The third form concerns processes and people. Risk management and quality management play a major role anyway. Added to this is human competence, anchored in AI competence in accordance with Article 4 and in human oversight. Article 26 requires operators to ensure the expertise of supervisors, which raises the question of what criteria are used to assess human competence.
Fairness is not the same as non-discrimination
A precise set of definitions is the basis of any robust assessment. Buzzwords alone are not enough. Each test dimension needs a definition, aligned with international standardization and the AI Regulation, so that the overall set remains consistent.
The difference between fairness and non-discrimination shows why this is necessary. The AI Regulation only mentions non-discrimination in the articles, once in Article 10. Fairness only appears in the recitals.
Non-discrimination means what is required by law, for example via the AGG or the EU Charter. Fairness, on the other hand, encompasses different concepts for individual people and groups that go beyond the law and may even be in tension with it.

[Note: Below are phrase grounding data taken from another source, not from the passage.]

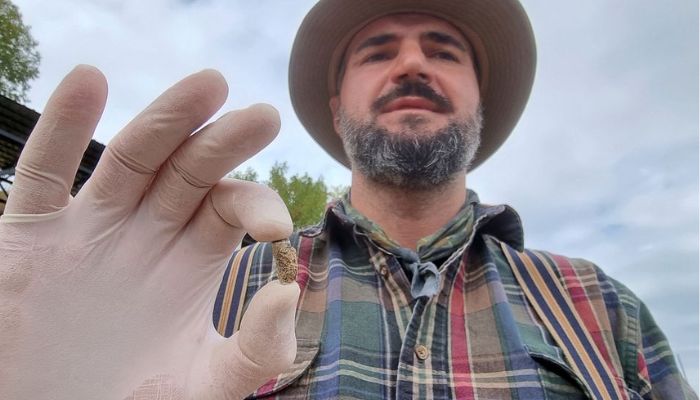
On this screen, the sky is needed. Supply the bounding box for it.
[11,0,700,392]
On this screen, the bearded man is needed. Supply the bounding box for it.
[0,0,695,399]
[214,1,696,399]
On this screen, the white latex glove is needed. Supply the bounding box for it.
[0,66,300,399]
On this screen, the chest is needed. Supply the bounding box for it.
[253,243,591,399]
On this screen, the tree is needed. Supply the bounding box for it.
[327,184,349,202]
[0,0,40,102]
[229,163,329,230]
[229,166,259,183]
[267,162,328,229]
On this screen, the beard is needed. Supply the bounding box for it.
[338,105,483,191]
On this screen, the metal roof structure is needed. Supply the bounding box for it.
[0,94,105,214]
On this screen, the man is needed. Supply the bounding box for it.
[213,0,697,399]
[0,2,694,400]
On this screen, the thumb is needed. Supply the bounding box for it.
[200,280,300,399]
[237,280,300,373]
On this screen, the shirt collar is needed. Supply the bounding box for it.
[300,189,525,253]
[341,191,477,262]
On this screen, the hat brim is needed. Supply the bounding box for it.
[289,0,536,171]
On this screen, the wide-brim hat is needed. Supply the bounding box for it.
[289,0,536,171]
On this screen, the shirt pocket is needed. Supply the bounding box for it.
[529,350,589,400]
[246,338,321,399]
[527,345,643,400]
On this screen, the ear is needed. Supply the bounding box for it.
[329,96,341,136]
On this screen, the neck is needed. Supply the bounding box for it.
[349,172,468,250]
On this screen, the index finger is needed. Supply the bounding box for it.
[4,65,107,215]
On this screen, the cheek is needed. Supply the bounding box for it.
[338,89,370,116]
[340,70,385,107]
[447,78,480,114]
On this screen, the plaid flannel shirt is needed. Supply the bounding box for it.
[212,192,696,399]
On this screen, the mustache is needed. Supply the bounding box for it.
[371,80,454,113]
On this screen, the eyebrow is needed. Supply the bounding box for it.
[353,31,468,54]
[354,34,398,53]
[422,31,467,52]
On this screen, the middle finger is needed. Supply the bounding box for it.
[79,69,228,218]
[141,103,281,228]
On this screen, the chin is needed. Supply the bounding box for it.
[375,113,439,132]
[395,118,448,136]
[399,113,430,127]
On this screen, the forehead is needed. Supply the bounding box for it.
[347,13,468,51]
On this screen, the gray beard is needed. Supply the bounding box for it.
[338,107,483,191]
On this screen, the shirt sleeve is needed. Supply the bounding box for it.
[634,299,697,400]
[212,242,275,338]
[561,256,696,399]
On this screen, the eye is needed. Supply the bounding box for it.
[362,52,391,63]
[432,51,459,62]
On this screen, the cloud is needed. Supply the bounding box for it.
[471,0,698,390]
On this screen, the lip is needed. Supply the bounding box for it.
[381,97,439,113]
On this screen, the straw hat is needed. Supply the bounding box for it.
[289,0,536,170]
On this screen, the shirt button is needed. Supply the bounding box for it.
[380,267,389,277]
[415,344,429,360]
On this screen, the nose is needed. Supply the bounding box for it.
[390,43,432,84]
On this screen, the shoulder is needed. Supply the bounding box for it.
[484,234,640,309]
[531,249,643,315]
[482,235,644,356]
[489,238,644,387]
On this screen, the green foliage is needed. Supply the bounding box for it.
[229,167,259,182]
[0,0,40,102]
[229,163,334,230]
[267,162,327,229]
[327,184,349,202]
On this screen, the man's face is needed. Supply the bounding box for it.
[331,13,480,138]
[330,13,482,189]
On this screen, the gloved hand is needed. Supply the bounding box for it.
[0,66,299,399]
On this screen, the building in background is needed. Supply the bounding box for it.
[0,95,104,215]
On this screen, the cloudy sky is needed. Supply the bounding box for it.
[12,0,699,391]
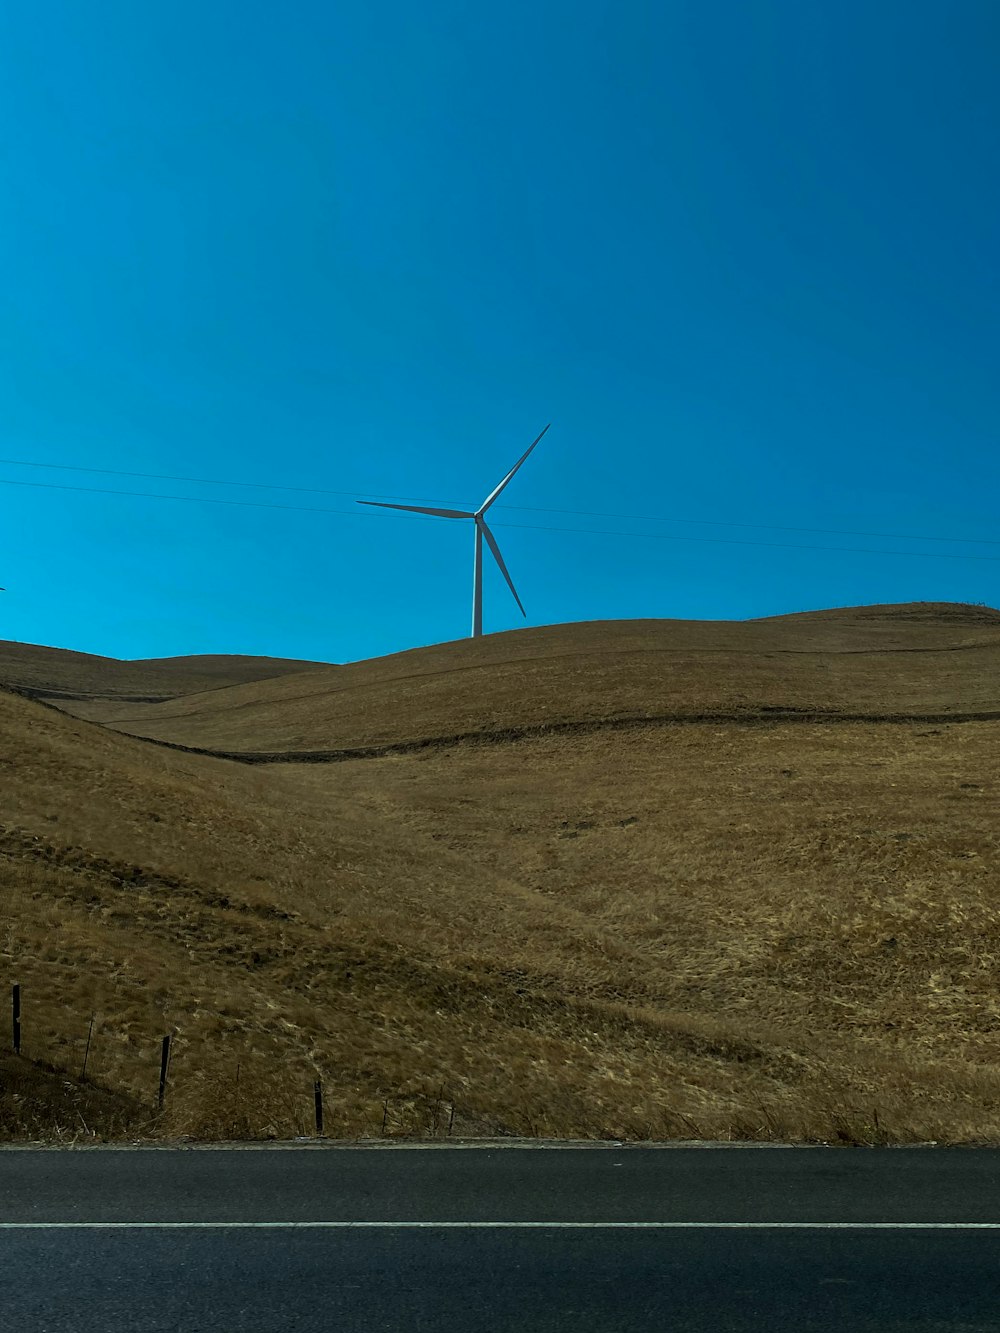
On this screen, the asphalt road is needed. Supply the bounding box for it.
[3,1143,1000,1331]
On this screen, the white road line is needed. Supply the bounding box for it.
[1,1221,1000,1230]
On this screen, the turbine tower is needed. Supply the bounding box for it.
[359,424,549,638]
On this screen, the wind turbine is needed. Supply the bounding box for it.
[358,424,549,638]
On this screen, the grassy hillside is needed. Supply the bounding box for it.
[2,602,1000,1144]
[0,639,329,702]
[0,1053,144,1141]
[57,601,1000,755]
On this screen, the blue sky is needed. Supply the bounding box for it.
[2,1,998,663]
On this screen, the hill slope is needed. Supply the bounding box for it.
[0,640,330,702]
[2,601,1000,1144]
[53,601,1000,755]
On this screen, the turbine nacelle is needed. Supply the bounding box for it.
[358,424,549,638]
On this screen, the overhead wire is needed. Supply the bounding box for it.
[0,454,998,549]
[2,473,1000,564]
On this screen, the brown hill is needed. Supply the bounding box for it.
[0,639,330,702]
[3,600,1000,1145]
[54,601,1000,756]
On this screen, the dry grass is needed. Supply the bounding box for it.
[0,1054,145,1142]
[54,601,1000,753]
[2,601,1000,1143]
[0,638,328,702]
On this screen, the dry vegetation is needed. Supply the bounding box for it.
[0,638,328,702]
[51,601,1000,754]
[2,601,1000,1144]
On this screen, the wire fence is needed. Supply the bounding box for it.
[3,982,463,1142]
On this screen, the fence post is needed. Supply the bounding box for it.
[232,1062,241,1138]
[381,1099,389,1135]
[158,1035,171,1110]
[448,1103,455,1136]
[314,1080,324,1136]
[11,984,20,1055]
[81,1015,95,1080]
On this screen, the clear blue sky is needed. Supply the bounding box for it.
[2,1,998,663]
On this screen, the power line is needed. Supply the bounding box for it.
[0,455,997,549]
[0,476,364,519]
[0,456,378,502]
[494,519,1000,563]
[3,473,1000,564]
[507,503,1000,548]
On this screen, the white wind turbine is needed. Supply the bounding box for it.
[358,424,549,638]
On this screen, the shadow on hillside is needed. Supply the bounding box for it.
[0,1054,148,1142]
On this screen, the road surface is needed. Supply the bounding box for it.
[2,1142,999,1331]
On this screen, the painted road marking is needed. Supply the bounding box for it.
[2,1221,1000,1230]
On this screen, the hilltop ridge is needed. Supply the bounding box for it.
[37,600,1000,756]
[0,639,330,702]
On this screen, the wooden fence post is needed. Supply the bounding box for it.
[11,984,20,1055]
[231,1062,241,1138]
[158,1035,171,1110]
[81,1015,95,1080]
[314,1080,324,1136]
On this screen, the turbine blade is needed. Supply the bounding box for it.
[480,520,526,617]
[357,501,473,519]
[479,424,550,513]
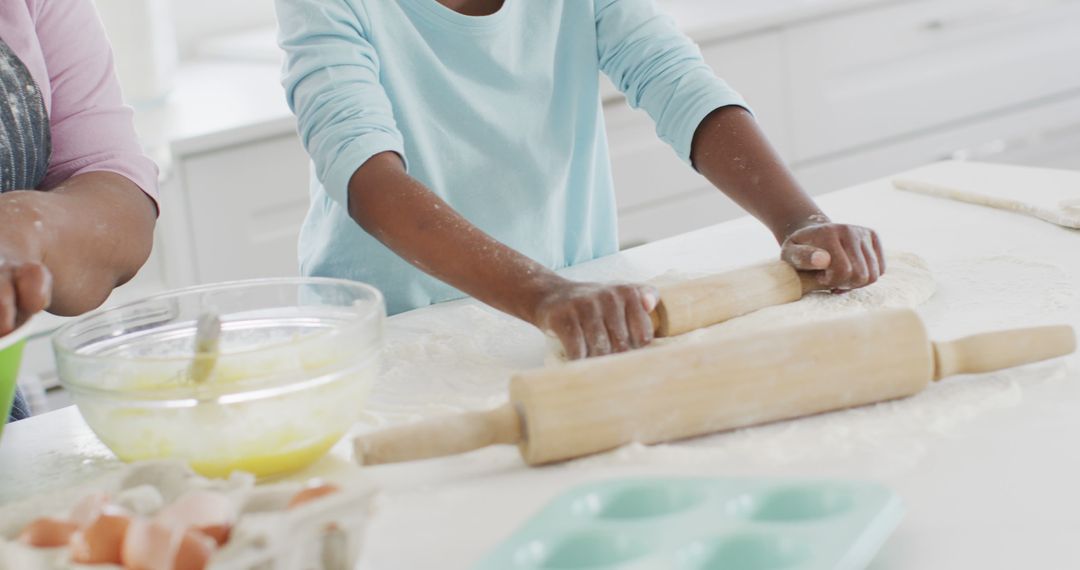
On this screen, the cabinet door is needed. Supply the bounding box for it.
[605,31,788,248]
[181,135,311,283]
[794,94,1080,195]
[618,188,745,249]
[786,0,1080,162]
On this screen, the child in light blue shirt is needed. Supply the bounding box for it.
[277,0,885,359]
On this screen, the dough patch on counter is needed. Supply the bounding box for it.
[892,161,1080,229]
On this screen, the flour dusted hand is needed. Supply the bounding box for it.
[781,220,885,291]
[0,202,52,335]
[532,281,659,360]
[0,259,51,336]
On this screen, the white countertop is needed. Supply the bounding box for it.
[3,161,1079,568]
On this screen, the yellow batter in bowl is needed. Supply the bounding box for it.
[53,278,384,480]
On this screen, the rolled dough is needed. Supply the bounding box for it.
[893,161,1080,229]
[549,252,935,359]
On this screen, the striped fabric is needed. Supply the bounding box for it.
[0,36,51,193]
[1,36,49,421]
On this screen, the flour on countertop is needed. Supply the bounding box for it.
[367,253,936,422]
[359,304,547,428]
[357,251,1074,472]
[572,362,1069,476]
[918,254,1078,338]
[358,250,1075,472]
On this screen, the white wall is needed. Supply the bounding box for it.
[170,0,277,55]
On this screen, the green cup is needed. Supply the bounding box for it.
[1,323,29,440]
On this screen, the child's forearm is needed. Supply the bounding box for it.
[345,152,657,358]
[689,106,826,243]
[346,152,564,322]
[690,106,885,290]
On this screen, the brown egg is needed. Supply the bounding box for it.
[173,529,215,570]
[122,518,217,570]
[155,490,235,530]
[288,482,341,509]
[70,509,131,564]
[17,517,78,548]
[194,523,231,546]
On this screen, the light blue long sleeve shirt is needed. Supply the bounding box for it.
[277,0,746,315]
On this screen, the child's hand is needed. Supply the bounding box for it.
[780,222,885,291]
[532,280,659,360]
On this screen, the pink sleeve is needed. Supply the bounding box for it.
[33,0,160,205]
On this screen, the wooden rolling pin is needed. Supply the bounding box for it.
[650,261,825,337]
[355,309,1076,467]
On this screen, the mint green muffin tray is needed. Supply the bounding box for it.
[474,478,903,570]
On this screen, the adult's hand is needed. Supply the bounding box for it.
[0,259,51,335]
[0,201,52,335]
[0,174,155,323]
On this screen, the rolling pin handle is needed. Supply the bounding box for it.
[354,403,523,466]
[798,270,828,295]
[933,324,1077,380]
[649,304,667,337]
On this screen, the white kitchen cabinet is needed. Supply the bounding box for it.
[785,0,1080,162]
[610,0,1080,249]
[606,31,789,248]
[179,135,311,284]
[794,93,1080,195]
[617,188,747,248]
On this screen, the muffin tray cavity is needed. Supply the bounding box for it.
[474,478,903,570]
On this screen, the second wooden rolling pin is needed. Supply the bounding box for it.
[649,261,825,337]
[354,308,1076,467]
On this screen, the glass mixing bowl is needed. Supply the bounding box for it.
[53,278,384,480]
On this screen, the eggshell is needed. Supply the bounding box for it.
[173,529,215,570]
[288,482,341,509]
[194,523,231,546]
[122,517,217,570]
[155,490,235,529]
[17,517,78,548]
[122,517,179,570]
[115,484,167,516]
[70,490,110,528]
[70,509,131,564]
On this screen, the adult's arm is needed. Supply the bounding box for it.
[34,0,159,201]
[0,173,156,331]
[0,0,160,334]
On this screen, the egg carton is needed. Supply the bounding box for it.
[0,461,378,570]
[473,477,903,570]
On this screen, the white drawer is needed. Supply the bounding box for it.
[605,31,789,213]
[181,135,311,283]
[794,93,1080,194]
[618,188,743,249]
[786,0,1080,162]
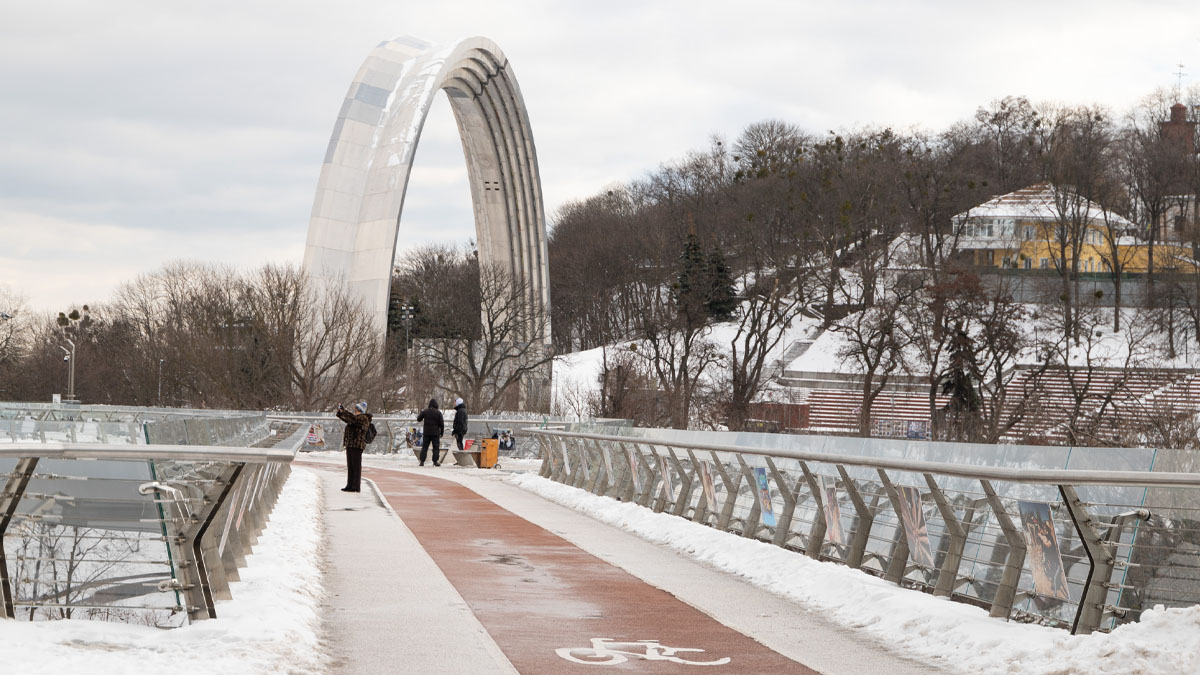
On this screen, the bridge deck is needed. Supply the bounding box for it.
[304,460,940,674]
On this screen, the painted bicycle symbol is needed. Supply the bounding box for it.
[556,638,731,666]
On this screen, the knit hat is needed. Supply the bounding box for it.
[455,397,464,407]
[354,401,367,413]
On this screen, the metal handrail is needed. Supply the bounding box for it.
[0,443,296,463]
[523,427,1200,489]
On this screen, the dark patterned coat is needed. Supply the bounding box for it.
[336,409,373,449]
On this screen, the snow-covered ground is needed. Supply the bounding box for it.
[509,473,1200,675]
[0,468,326,675]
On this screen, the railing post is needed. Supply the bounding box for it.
[764,457,797,549]
[571,441,590,489]
[619,443,639,503]
[667,448,693,517]
[735,455,762,539]
[798,462,827,558]
[877,470,911,583]
[588,440,610,498]
[709,451,742,532]
[924,473,967,598]
[550,436,569,483]
[0,458,38,619]
[685,449,711,524]
[1060,484,1117,635]
[536,435,552,478]
[837,465,873,569]
[980,480,1025,620]
[172,463,243,621]
[636,446,658,509]
[916,473,964,593]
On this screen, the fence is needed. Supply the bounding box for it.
[0,405,296,626]
[529,425,1200,635]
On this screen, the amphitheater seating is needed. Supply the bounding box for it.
[796,367,1200,443]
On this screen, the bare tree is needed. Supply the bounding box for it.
[833,274,918,436]
[415,263,553,412]
[290,275,391,411]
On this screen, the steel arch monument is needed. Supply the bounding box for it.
[303,36,550,346]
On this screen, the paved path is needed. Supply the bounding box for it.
[305,459,947,674]
[315,467,515,674]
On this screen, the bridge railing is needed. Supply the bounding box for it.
[0,406,298,626]
[527,425,1200,636]
[270,412,626,458]
[0,403,268,447]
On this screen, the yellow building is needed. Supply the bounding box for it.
[953,183,1198,274]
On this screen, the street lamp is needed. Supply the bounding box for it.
[58,339,76,401]
[399,303,416,352]
[157,358,164,407]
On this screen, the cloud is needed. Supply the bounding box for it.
[3,0,1200,313]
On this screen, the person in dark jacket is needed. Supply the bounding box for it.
[335,401,373,491]
[452,397,468,451]
[416,398,445,466]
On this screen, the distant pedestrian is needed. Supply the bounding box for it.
[416,398,445,466]
[336,401,372,492]
[452,397,468,451]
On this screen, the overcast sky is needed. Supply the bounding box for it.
[2,0,1198,313]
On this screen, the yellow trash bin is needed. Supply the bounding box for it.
[479,438,500,469]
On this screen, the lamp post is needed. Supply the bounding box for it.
[157,358,164,406]
[400,303,416,352]
[58,339,76,401]
[399,303,415,406]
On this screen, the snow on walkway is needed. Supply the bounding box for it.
[509,473,1200,675]
[0,468,326,675]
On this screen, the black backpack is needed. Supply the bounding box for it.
[365,422,378,444]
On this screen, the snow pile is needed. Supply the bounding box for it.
[510,473,1199,675]
[0,468,326,675]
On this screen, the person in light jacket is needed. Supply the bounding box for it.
[416,398,444,466]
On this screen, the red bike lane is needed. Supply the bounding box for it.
[360,466,817,674]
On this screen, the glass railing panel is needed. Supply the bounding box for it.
[5,458,182,626]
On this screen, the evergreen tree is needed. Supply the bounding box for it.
[939,325,981,412]
[705,246,738,321]
[938,324,982,440]
[673,231,710,327]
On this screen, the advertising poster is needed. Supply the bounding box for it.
[627,448,641,492]
[753,467,777,527]
[821,478,844,545]
[896,486,935,567]
[657,454,675,500]
[1017,500,1071,601]
[699,460,718,511]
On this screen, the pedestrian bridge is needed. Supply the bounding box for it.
[2,402,1198,673]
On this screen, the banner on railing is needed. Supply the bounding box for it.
[753,467,777,527]
[821,477,844,545]
[896,486,935,567]
[699,461,717,510]
[1018,500,1070,601]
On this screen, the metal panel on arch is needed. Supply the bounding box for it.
[303,36,550,345]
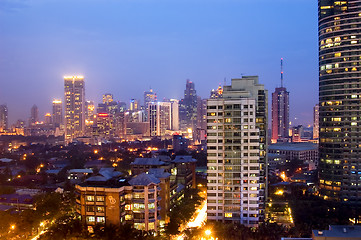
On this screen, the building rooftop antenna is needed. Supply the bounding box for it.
[281,58,284,88]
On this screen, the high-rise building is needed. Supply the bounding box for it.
[318,0,361,202]
[0,104,8,131]
[207,76,268,226]
[44,113,52,125]
[179,79,198,132]
[52,99,63,127]
[64,76,85,143]
[129,99,139,111]
[313,104,319,140]
[271,59,290,143]
[148,102,178,137]
[29,104,39,126]
[144,88,157,108]
[102,93,113,104]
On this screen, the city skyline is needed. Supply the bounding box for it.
[0,0,318,125]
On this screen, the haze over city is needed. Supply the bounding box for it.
[0,0,318,125]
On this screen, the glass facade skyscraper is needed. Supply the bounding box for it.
[318,0,361,202]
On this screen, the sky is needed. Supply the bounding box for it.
[0,0,319,126]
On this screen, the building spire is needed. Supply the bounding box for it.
[281,58,284,88]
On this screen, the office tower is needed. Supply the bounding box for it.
[129,99,139,111]
[144,88,157,108]
[164,99,179,131]
[52,99,63,127]
[102,93,113,104]
[179,79,198,131]
[44,113,52,125]
[318,0,361,202]
[271,59,290,143]
[85,100,95,120]
[195,97,207,143]
[29,104,39,125]
[0,104,8,131]
[313,104,319,140]
[148,102,179,137]
[64,76,85,143]
[207,76,267,226]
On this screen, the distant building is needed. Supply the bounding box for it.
[179,79,197,132]
[268,142,318,168]
[148,102,178,137]
[129,99,139,111]
[52,99,63,127]
[0,104,8,131]
[64,76,85,143]
[144,88,157,121]
[29,104,39,126]
[44,113,52,125]
[313,104,319,140]
[173,134,189,152]
[210,85,223,99]
[102,93,113,104]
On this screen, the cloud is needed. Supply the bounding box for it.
[0,0,29,13]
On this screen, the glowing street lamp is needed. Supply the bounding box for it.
[205,229,211,236]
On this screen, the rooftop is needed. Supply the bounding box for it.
[129,173,160,186]
[269,143,318,151]
[313,225,361,239]
[173,155,197,163]
[131,158,166,166]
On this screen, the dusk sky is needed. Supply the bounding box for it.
[0,0,318,126]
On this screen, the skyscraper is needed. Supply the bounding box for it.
[179,79,197,131]
[52,99,63,127]
[29,104,39,126]
[313,104,319,140]
[271,59,290,143]
[318,0,361,202]
[144,88,157,108]
[64,76,85,143]
[148,102,178,137]
[207,76,268,226]
[0,104,8,131]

As soon as two concepts of fairness are contradictory, it is not possible to build a system that satisfies both at the same time. Therefore, before any testing, it must be clear which concept is meant. You can define what you mean by fairness. Which concept of fairness is the right one remains another, very old question.
Why philosophy helps AI testing
AI acts like a burning glass for questions that have preoccupied mankind for thousands of years. Because an AI system develops something like cognitive capacities, old questions about justice, understanding and responsibility can be looked at anew in a sharpened form.
Both sides benefit from this dual perspective. The technical view is sometimes too quick to use the black box label. Strictly speaking, however, a neural network is not a black box because all the information about the network is available. The only unknown is why this information generates this particular behavior, not the information itself.
The philosophical perspective, on the other hand, brings centuries of research into concepts such as justice and fairness, which are used in the AI debate. Bringing the two disciplines together allows us to organize a testing field with the necessary depth instead of covering it with buzzwords.
The next step in the matrix is to move from top to bottom. The top-down design must be concretized, because you don’t test robustness in the same way for every system. The challenge is to find the right altitude: formulated as generally as possible, but as concretely as necessary so that testing can really take place at the end.